Starr’s current athletes echo that opinion, maintaining that while Starr knows that success on the field is important, she also understands there’s more to life and the college experience than just field hockey.

“She’s very understanding, and she’s not a coach who cares just about winning, but genuinely cares about her players and what’s going on with us and our lives,” says forward and cocaptain Sofi Laurito (COM’16).

Other players point to Starr’s enthusiasm and her ability to instill in them a love for the game. “She wants us to be out here having fun and enjoying it as much as she does,” says defender Rachel Coll (Questrom’16), the other cocaptain.

Tenacious, loyal, love to play and will play all day long

Starr makes a point of staying in touch with her players after they’ve graduated. Many of them regularly come out to support the field hockey program and a number have emulated Starr and become coaches themselves.

Starr says field hockey is different from when she arrived at BU 35 years ago. “It’s a really complicated game; it’s a challenging game,” says Starr.

“I go to the games and I’m actually coaching in Sharon, Mass.,” says former standout Vicky Caburian (SAR’91, SED’92). “I think a lot of the field hockey alums are coaching, which is a testament to Sally. She gave us the experience and the knowledge and also the ability to know that we could inspire kids as she did us.”

Many former team members refer to what they call “BUFHA,” which Starr says has become something of an umbrella term. “It’s all about the family,” she says. “It’s Boston University Field Hockey Athlete, or Alumni, or Association—there’s lots of different acronyms for BUFHA.”

“My proudest accomplishment, quite honestly, is when I get on Facebook and I see one of our former players at a wedding where there’s a lot of athletes, a lot of BUFHA teammates, or when I attend a wedding, or when I see baby pictures,” Starr says. “When we have an alumni weekend, an alumni event, there’s kids from the 1980s, 1990s, 2000, 2010, and they all mesh together and that common thread, again, is BUFHA.”

Starr loves the fact that the team mascot is a Boston terrier. It’s an apt metaphor, she says, for her approach to the game and to coaching. “Terriers have tenaciousness, they’re loyal, they love to play, they will play all day long, they’ll run after the ball all day long. I talk to my girls about having their tails up. When we play and we’re playing well, our tails are up and we’re on a hunt and we’re going after it. There’s intelligence, there’s love, and there’s a fearlessness. They don’t back down to the big dogs.”

“She’s obsessed with terriers,” says Coll with a laugh, noting that her coach has two Boston terriers herself, Archie and Pip. “She loves her dogs like they’re children.”

“I think she might like Archie and Pip more than coaching,” Laurito says. “Sally’s favorite thing to say is, ‘Tails up and wagging.’ That’s how we’re supposed to be playing and practicing. We don’t talk on the field—we bark.”

“The actual fact is that Sally’s the terrier herself,” says Paul. “I like to think of her as a little dog with a big bite. She’s really intense and the most important thing is she loves to play. She’s got a great balance.”
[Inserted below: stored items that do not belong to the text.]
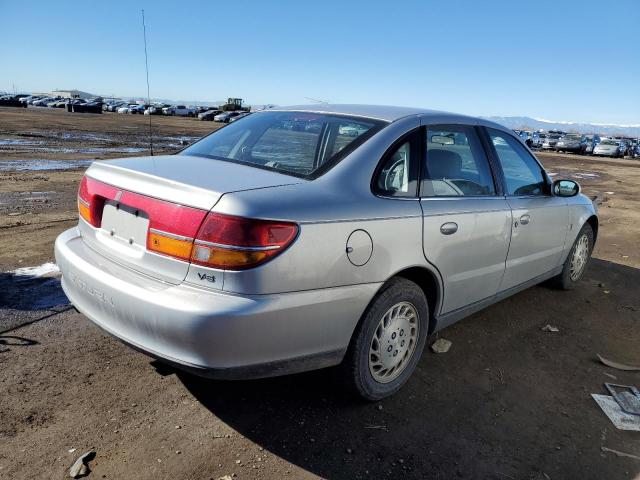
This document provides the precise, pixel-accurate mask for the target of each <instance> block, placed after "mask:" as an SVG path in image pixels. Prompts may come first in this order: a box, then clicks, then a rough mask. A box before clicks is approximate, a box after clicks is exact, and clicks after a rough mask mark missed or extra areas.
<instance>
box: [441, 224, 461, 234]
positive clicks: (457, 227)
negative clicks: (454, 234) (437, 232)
mask: <svg viewBox="0 0 640 480" xmlns="http://www.w3.org/2000/svg"><path fill="white" fill-rule="evenodd" d="M457 231H458V224H457V223H455V222H447V223H443V224H442V226H441V227H440V233H442V234H443V235H451V234H453V233H456V232H457Z"/></svg>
Looking ahead, the 35-year coach doesn’t plan to retire anytime soon, but when she does, she says, she’ll continue to be a presence on the sidelines at New Balance Field.

“Field hockey will always be part of my life,” says Starr. “I’ll definitely continue to watch Boston University games. I love watching high-level international hockey, so I’ll probably travel the world to continue to see some great hockey.”

Members of the 1985 BU field hockey team will commemorate the 30th anniversary of their NCAA tournament final four appearance on Saturday, October 3, when the Terriers host American University at noon at New Balance Field, 286 Babcock St. All games are free and open to the public.